He turned the mask over and let his fingertips trace the catalpa grain. Where the grain reached the inner brow he found characters. Old Chou had scratched them with a fingernail dipped in something, stroke by stroke, into the wood's inner side—shallow, yet none blurred. He brought the lantern close and read the crooked line:
"The pestilence was no pestilence. A family of three, traveling healers, was buried alive in the dry well behind the hill. What the Nuo quelled was resentment, not plague. The mask is the condensation of their grievance. I wore it, and with my body bore the grievance for the whole hollow, thus we rested thirty years. If you, my successor, wear it, the Nuo King claims its master and keeps you here forever; if you do not, the grievance is loosed, and the hollow's folk must pay the old debt. Choose."
A-Yan's hand began to tremble.
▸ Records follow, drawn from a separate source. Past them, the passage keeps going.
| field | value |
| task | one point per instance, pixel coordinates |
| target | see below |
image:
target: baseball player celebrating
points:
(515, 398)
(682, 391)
He suddenly recalled that in the days before his grandfather's death he had often slipped alone into the back hills, returning with red clay from the well's edge on his boots; asked where he'd been, he would only say, "To see the old place." He recalled too that among the hollow's hundred-odd households not one bore the surname "Heal"—that family of three had left the hollow not even a name, as though they had never come.
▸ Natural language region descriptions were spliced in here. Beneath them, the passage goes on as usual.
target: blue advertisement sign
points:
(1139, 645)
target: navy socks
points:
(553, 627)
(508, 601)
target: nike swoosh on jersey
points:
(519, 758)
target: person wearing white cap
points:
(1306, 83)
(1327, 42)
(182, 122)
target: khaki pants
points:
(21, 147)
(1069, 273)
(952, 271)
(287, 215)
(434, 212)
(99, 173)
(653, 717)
A-Yan pressed the mask to his knee and did not move for a long while. He remembered his grandfather's last visit, pressing an old wallet into his hand, filled with years of saved small bills, saying, "The city is cold; buy yourself a thick coat." He had taken it then for the rambling of an old man; only now did he understand it was Old Chou, knowing his time was short, giving all he could. Yet some things a grandfather cannot give, cannot bear in another's stead—such as the debt of the living, pressed under this mask for thirty years. He suddenly wanted to weep, and suddenly feared that if he wept, he would truly don the mask and carry the village's debt upon his own back.
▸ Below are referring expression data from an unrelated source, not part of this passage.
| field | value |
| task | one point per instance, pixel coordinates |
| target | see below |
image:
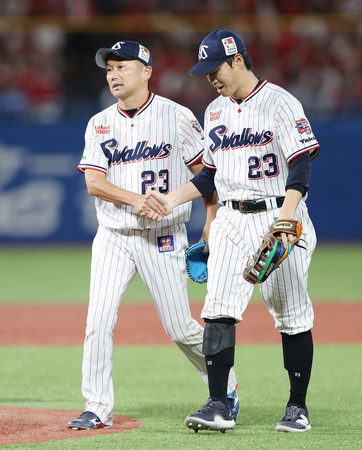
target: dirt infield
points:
(41, 425)
(137, 325)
He took a hoe to the back hill. The well was sealed, three blue stones pressed across its mouth, carved with "Tai Shan Shi Gan Dang," the grooves filled with cinnabar. Yet the earth at the rim was loose, as though often someone came to add fresh soil, to press paper money down. He crouched and laid his ear to the cold stone, and from far down the well he heard, very faint, the breathing of three people—one high, one low, one fainter still, like a family asleep against one another.
V. The Choice
At midnight A-Yan called the whole village to the hall.
He stood before the altar with the mask in his hands; the Nuo drum at his left, its red cloth somehow half slipped, revealing the dark-red head. He read his grandfather's words from the mask, line by line, to the roomful of people. The hall was so still he could hear incense ash fall; even the mist outside seemed to hold its breath.
"Those who buried them were your fathers, your grandfathers," A-Yan's gaze swept the faces of the old men, each like bark. "Old Chou bore it for you thirty years. Now he is gone, and the choosing falls to you."
The old secretary spoke first, his voice like a rusted hinge: "Wear it. You are the master; wear it and the Nuo King knows you, the hollow remains, the coin returns, the road opens."
"But then Yan-zai cannot leave," Old Fu quavered. "He must stay in the hall, keep company with that mask, never leave the hollow his whole life."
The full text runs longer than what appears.